Medical Records – Poof! They Are Gone

looking for  medical records

Image via Wikipedia

“I just want to warn you not to be hopeful,” Terry in the Business Office of a medical practice said when I asked her about finding my medical records from the 1960s. That said, she said they would manually look through the ‘old books’ of records from the 1980s backwards to see if they could find mine. I saw Dr. Sullivan from the time I was a kid through college in the 1980s and despite the warning, am hopeful my medical records from the critical 1965-66 years still exist especially since I’ve hit so many dead ends. My original plastics surgeons are dead; their records destroyed. The hospital only had my records from the 1980s (and ironically, the woman assisting me in the medical records department was named “Bernie”). Dr. Hoops became my plastic surgeon in 1967, well after the original accident (and I do have all his records of me now). But my curiosity rests in the original records. Cross your fingers. Dousman Clinic may still come through.
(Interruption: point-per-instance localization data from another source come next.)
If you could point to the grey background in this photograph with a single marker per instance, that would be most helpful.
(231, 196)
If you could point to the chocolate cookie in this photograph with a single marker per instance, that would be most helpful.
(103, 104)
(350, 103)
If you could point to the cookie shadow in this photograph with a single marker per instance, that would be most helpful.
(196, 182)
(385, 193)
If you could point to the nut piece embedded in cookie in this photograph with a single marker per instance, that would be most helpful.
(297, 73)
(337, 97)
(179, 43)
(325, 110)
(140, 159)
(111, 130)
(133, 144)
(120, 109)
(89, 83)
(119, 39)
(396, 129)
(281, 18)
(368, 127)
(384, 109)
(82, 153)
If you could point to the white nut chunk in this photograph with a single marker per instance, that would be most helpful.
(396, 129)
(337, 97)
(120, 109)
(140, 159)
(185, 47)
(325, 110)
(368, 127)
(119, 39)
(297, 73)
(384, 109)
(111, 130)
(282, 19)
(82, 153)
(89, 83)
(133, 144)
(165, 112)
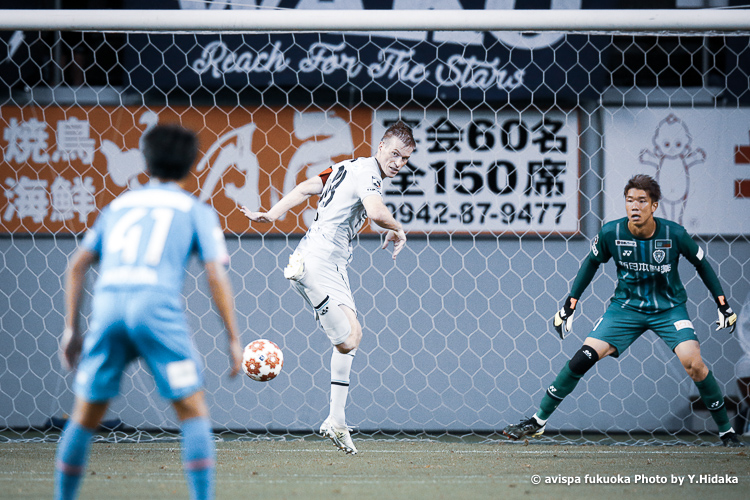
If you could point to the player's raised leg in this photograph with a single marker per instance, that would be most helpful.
(73, 449)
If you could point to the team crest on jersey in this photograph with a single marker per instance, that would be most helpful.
(594, 250)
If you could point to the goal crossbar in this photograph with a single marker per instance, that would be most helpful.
(376, 20)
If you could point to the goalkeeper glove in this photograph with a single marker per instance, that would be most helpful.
(563, 321)
(727, 317)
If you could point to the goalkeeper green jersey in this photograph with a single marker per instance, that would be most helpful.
(647, 276)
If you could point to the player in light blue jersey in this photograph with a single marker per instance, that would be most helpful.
(143, 241)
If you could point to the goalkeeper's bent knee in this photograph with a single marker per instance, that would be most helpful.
(334, 321)
(583, 360)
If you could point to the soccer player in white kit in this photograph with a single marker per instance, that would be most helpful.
(350, 192)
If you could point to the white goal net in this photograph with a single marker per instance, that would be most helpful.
(524, 143)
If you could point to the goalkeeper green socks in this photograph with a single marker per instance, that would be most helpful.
(563, 385)
(712, 397)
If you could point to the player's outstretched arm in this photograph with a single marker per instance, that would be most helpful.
(563, 320)
(380, 215)
(221, 291)
(727, 317)
(304, 190)
(72, 339)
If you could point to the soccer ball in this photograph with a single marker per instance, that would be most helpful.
(262, 360)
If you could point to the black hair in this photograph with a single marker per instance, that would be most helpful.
(170, 151)
(644, 183)
(401, 131)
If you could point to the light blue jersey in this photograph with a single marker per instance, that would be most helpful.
(144, 239)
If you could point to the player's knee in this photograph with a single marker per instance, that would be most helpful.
(696, 369)
(352, 341)
(583, 360)
(334, 321)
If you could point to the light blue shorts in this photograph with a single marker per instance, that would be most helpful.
(127, 325)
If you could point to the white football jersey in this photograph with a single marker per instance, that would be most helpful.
(340, 209)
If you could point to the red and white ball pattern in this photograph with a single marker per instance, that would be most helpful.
(262, 360)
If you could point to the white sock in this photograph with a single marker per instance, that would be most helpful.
(341, 367)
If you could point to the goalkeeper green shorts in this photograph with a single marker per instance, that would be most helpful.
(620, 327)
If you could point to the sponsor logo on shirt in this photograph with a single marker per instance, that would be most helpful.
(659, 255)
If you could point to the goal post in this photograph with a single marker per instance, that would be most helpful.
(528, 124)
(283, 20)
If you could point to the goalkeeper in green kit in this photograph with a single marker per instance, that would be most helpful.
(649, 296)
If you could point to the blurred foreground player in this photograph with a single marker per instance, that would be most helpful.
(649, 296)
(143, 240)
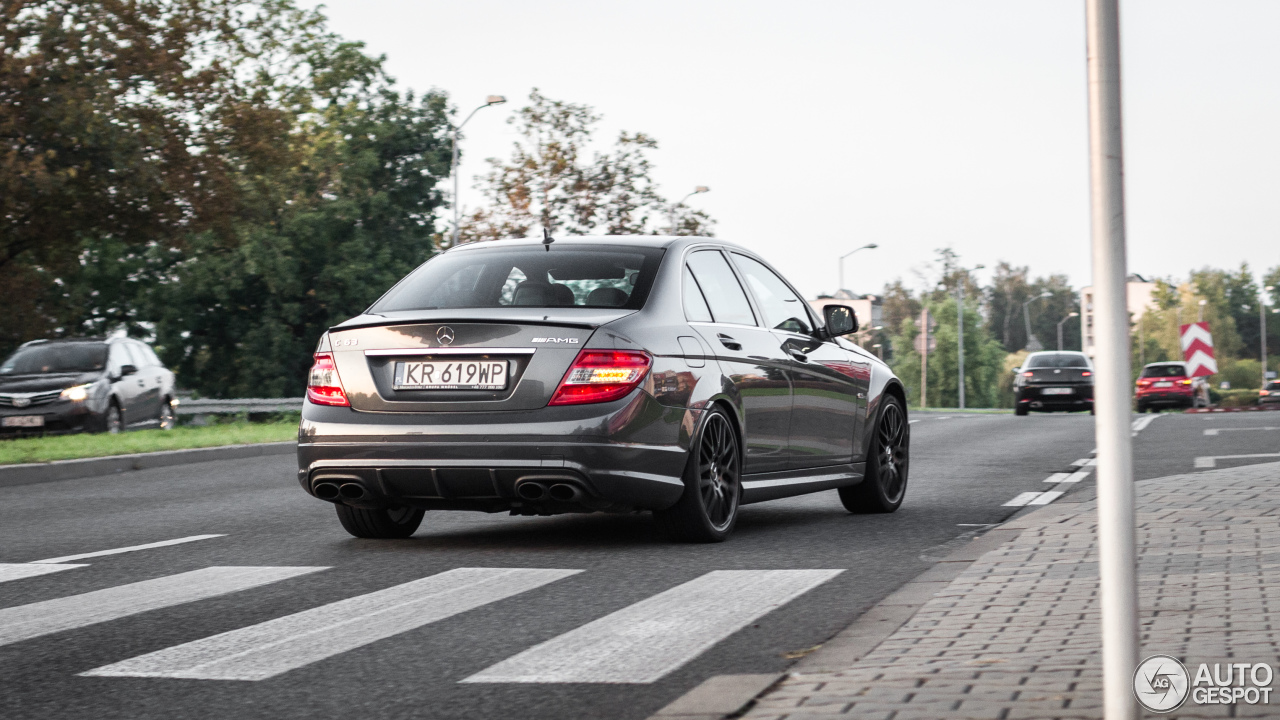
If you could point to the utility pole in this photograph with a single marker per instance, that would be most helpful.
(1262, 329)
(960, 338)
(1118, 566)
(924, 358)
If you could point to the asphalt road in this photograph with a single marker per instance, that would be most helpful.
(965, 468)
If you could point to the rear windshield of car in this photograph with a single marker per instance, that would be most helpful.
(62, 358)
(1164, 372)
(583, 276)
(1057, 360)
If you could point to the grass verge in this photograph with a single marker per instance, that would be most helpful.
(72, 447)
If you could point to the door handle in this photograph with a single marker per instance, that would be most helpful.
(728, 341)
(796, 354)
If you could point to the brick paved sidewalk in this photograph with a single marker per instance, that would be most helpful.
(1016, 633)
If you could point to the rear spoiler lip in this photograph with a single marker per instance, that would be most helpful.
(586, 320)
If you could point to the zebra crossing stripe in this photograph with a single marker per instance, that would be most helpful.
(26, 621)
(645, 641)
(274, 647)
(19, 570)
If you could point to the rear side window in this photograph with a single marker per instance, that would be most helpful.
(721, 288)
(695, 304)
(784, 310)
(583, 276)
(1164, 372)
(1057, 360)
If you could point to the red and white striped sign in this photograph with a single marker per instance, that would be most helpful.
(1198, 350)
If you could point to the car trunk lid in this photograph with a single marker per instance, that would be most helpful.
(387, 367)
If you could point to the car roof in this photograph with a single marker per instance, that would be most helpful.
(664, 241)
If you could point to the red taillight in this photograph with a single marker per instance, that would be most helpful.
(324, 387)
(600, 376)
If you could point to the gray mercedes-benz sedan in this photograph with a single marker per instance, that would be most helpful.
(680, 376)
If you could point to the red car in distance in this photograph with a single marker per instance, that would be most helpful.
(1166, 384)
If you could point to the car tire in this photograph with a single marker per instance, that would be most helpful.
(708, 509)
(168, 419)
(113, 420)
(887, 463)
(380, 523)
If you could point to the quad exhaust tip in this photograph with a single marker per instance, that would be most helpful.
(531, 491)
(327, 491)
(352, 491)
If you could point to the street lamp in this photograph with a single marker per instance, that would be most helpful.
(841, 263)
(1060, 328)
(1262, 332)
(671, 217)
(1027, 318)
(453, 163)
(960, 328)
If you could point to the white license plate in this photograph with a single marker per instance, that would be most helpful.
(451, 374)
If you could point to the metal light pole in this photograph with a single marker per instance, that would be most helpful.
(453, 163)
(841, 261)
(1027, 317)
(1118, 568)
(1060, 328)
(671, 215)
(1262, 329)
(960, 329)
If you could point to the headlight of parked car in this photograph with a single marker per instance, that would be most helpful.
(77, 393)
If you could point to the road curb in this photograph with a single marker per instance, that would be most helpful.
(33, 473)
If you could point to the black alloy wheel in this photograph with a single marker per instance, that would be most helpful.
(887, 464)
(708, 509)
(380, 523)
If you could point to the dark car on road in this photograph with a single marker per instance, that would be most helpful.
(85, 384)
(1050, 382)
(1166, 384)
(677, 376)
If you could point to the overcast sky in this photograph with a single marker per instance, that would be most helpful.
(821, 126)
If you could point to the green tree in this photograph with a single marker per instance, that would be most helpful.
(554, 181)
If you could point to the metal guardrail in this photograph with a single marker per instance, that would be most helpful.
(214, 406)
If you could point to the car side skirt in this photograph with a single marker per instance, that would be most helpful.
(772, 486)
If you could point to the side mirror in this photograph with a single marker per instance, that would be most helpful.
(840, 319)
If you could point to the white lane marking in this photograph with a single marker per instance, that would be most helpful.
(1215, 431)
(1022, 499)
(119, 550)
(1141, 423)
(1046, 497)
(275, 647)
(1211, 460)
(26, 621)
(645, 641)
(19, 570)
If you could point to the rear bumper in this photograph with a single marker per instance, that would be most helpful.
(620, 456)
(1034, 397)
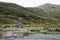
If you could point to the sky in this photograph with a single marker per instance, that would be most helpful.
(32, 3)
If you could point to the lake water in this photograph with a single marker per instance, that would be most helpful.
(36, 37)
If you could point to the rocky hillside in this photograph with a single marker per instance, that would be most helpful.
(9, 12)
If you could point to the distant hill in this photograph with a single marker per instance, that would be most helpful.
(43, 15)
(12, 11)
(50, 13)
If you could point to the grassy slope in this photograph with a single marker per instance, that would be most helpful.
(50, 13)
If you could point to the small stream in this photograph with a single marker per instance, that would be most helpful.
(35, 37)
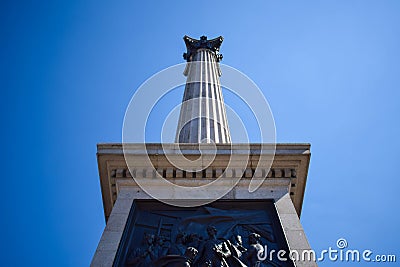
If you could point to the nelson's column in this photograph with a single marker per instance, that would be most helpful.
(237, 229)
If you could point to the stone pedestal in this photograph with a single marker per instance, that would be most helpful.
(284, 187)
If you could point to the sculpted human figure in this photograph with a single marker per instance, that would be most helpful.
(213, 252)
(178, 248)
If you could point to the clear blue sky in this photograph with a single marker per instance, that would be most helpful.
(329, 69)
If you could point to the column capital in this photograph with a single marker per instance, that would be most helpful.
(192, 45)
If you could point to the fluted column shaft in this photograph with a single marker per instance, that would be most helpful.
(203, 115)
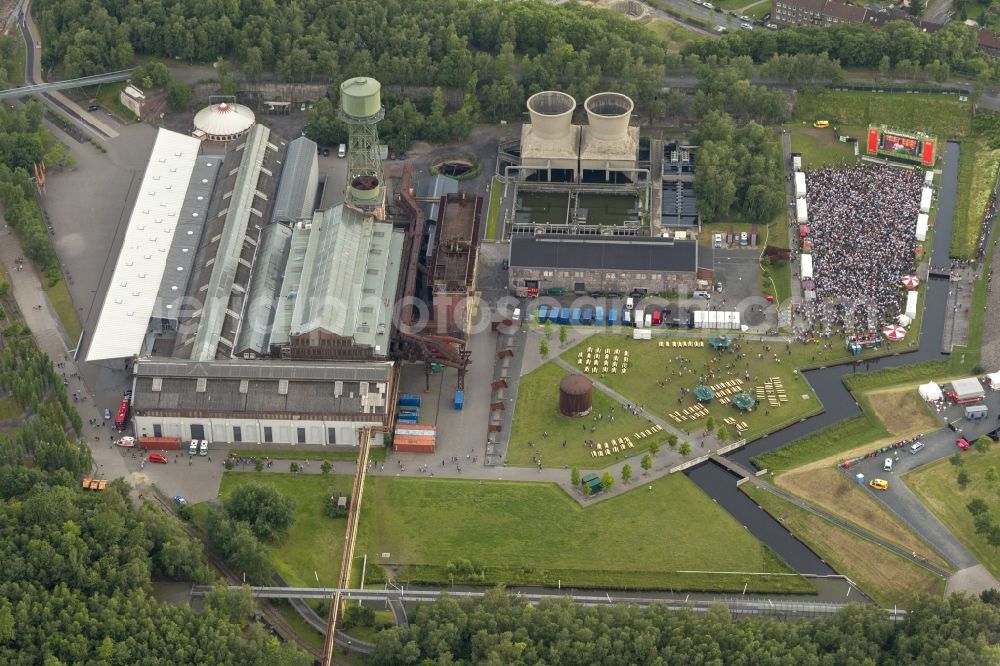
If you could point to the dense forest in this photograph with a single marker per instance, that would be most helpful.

Liz. The name is Liz. Just Liz.

I had the good fortune yesterday to meet with Liz Strauss (www.successful-blog.com), blogging expert extraordinaire. My friend Louise who knows of my efforts to blog and write a book on my burned leg experiences, called saying just this: “Google the word “Liz”. Just Liz.” Hurumphing all the way, I did. And bang, up came Liz’s blog information. Impressive and mighty well optimized, I might say. So I looked forward to lunch. I took notes. Lots of notes. Liz told me that one of the most searched terms, if not the most searched term in this cybersphere, is “Starting Over” — that people are hungry for ways to reinvent, remake, reconfigure themselves. Liz thought my project has potential in that regard. I’ll take potential. One of the things I’m realizing (and this adds to the comment Kris Plendl made on this blog yesterday) is that getting in motion sets things in motion.